What is Human papilloma virus(HPV)?
Human papilloma virus is a type of DNA virus of family Papillomaviridae. They are the most common sexually transmitted virus in US accounting the most cases of STD. They cause common warts to many cancers if left untreated. In most cases the symptoms the symptoms resolve spontaneously and doesn’t cause any complications. But in some cases, the lesions become pre-cancerous and subsequently develop cancerous lesions. The human papilloma virus are broadly of two types; the cutaneous and mucosotropic type. The mucosotropic involve the oral and anogenital mucosa. The cutaneous type involve the skin of our body.
Image credit- UCSF health
Routes of Transmission
Sexual route- It is the most common route of transmission of infections. It cause multiple lesions on the site of contacts like anus, vulva, throat, penile region or vagina.
Skin to skin contact- It is another mode of transmission of the virus when there is skin to skin contact. It may manifest as common warts of skin.
Vertical transmission- Spread of infection from mother to child can occur during labour or delivery due to contact with the genital surface.
Varieties of Human Papilloma virus strains
There are numerous strains of HPV. But few strains are of pathological significance. The common warts causing strains are 6, 11. They cause warts in skin, genital area and laryngeal papillomatosis.
Strains like HPV 16 and 18 are the infectious culprits of oropharyngeal and cervical cancers.
Risk factors for the spread of Human Papilloma virus
1. Unprotected sex- It is the predominant mode of transmission of HPV. It increases the vulnerability of mucosal damage and rapid spread of the virus.
2. Multiple sexual partners- The risk ratio is increased manifold during the lifetime of concerned partners. As we have already discussed earlier, it is the most common sexually transmitted virus worldwide including USA.
3. Immunodeficiency state- Persons with weak immunity are vulnerable for HPV related infection and complications. As the infection progresses from benign lesion to malignant cancers, there is increased propensity for cancerous cell growth in immunosuppressed states. Longstanding cases of liver disease, chronic kidney disease, AIDS, malnutrition, blood dyscrasias are particularly aggravate the immunodeficient states and infection.
4. Smoking- It also increase the risk of spread of human papilloma virus infection.
Lesions in Human Papilloma Virus
Genital warts- They are the most common among the human papilloma virus infections. They appear few months after transmission. The warts can be in seen in anal canal, vulva vagina, penis, scrotum. They are usually small pink lesions that project outwards. Most common strains involved in skin warts are 6,11. The symptoms are few and sometimes may be painful.
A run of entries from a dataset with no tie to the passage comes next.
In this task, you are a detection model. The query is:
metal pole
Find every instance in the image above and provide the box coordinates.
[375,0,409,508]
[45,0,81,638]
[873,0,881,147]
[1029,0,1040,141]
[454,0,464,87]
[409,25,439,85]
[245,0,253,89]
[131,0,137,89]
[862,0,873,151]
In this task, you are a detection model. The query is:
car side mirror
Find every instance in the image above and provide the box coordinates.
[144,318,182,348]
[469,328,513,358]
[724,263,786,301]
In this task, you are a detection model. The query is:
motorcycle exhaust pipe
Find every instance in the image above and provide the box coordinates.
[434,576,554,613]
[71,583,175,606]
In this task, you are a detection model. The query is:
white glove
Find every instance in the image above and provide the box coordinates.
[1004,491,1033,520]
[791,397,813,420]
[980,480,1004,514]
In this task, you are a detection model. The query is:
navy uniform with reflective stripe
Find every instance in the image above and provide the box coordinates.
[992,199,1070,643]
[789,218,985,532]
Oropharyngeal and laryngeal cancers
The strains involved are 16, 18, 31, 33. The initial lesions may be precancerous which may progress to malignant type during the course of time. Oropharyngeal cancers are common worldwide. Two proteins of HPV E6 nd E7 are mainly responsible for cell transformation and malignant change in cells. They are called as oncogenic proteins.
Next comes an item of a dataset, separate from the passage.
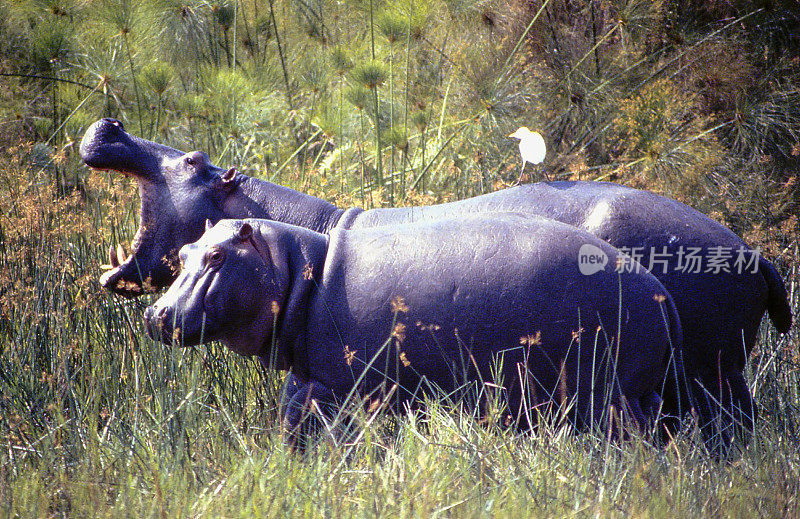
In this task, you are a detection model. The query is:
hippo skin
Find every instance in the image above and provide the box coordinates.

A systemic meta-analysis reviewed to determine the prevalence of HPV in head and neck cancers. In total, 5046 cases of squamous cell carcinoma, 2642 oral cancers, 969 oropharyngeal cancers and 1435 laryngeal cancers were studied. HPV prevalence was found to be 35.6% in oropharyngeal cancers , 23.5%in oral cancers and 24% in laryngeal cancers. The estimated prevalence of HPV in head and neck squamous cell carcinoma was 26%.
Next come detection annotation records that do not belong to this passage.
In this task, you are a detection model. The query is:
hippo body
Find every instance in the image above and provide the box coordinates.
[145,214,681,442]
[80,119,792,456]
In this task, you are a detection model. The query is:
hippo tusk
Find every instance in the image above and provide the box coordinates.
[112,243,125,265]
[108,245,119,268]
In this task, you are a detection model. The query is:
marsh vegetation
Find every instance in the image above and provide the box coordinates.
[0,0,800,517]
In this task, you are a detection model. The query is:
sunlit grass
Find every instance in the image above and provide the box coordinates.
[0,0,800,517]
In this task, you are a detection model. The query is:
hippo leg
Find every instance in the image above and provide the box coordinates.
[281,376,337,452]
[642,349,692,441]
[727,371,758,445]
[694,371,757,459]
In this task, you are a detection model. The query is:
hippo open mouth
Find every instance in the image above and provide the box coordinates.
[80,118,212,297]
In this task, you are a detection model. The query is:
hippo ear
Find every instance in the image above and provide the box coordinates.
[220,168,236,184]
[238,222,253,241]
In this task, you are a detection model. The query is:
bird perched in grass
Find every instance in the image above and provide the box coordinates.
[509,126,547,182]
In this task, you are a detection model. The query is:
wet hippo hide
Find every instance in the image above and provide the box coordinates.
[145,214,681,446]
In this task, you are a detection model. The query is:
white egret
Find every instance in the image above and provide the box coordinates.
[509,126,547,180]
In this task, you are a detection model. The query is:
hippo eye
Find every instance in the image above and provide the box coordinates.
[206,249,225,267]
In a French retrospective multicenter study, HPV prevalence was 57% in tonsil cancers. Among this the strain HPV-16 was most common. It is the most important strain causing cancer of head and neck.
Cervical cancers
Human papilloma virus are also involved as etiological agents in cervical cancers. The initial lesions are cervical dysplastic lesions like cervical intraepithelial neoplasia or CIN. It can be graded into CIN I, II and III. The CIN III variety has highest propensity for malignant transformation. Cervical cancer is the fourth most common common cancer globally. Two human papilloma virus strains 16 and 18 are responsible for around 50% of high grade neoplastic lesions of cervical cancers. The immunodeficient stage patients with concomitant HIV infection are 6 times more risk of developing cervical cancers than those people without HIV.
Screening of cervical cancers
The screening of cervical cancers are done by PAP test. All women above 21 years should undergo screening for cervical cancers by PAP test in every 3 years.
Vaccination against HPV
The different vaccines used are 9 valent HPV vaccines, quadrivalent HPV and bivalent HPV vaccines. The HPV vaccines are recommended for adolescents at 11 or 12 years. But vaccination can be started as early as 9 years. ACIP also recommends vaccination through 26 years if not vaccinated earlier. Some adults between 27 to 45 years might get the vaccination after consulting the physician.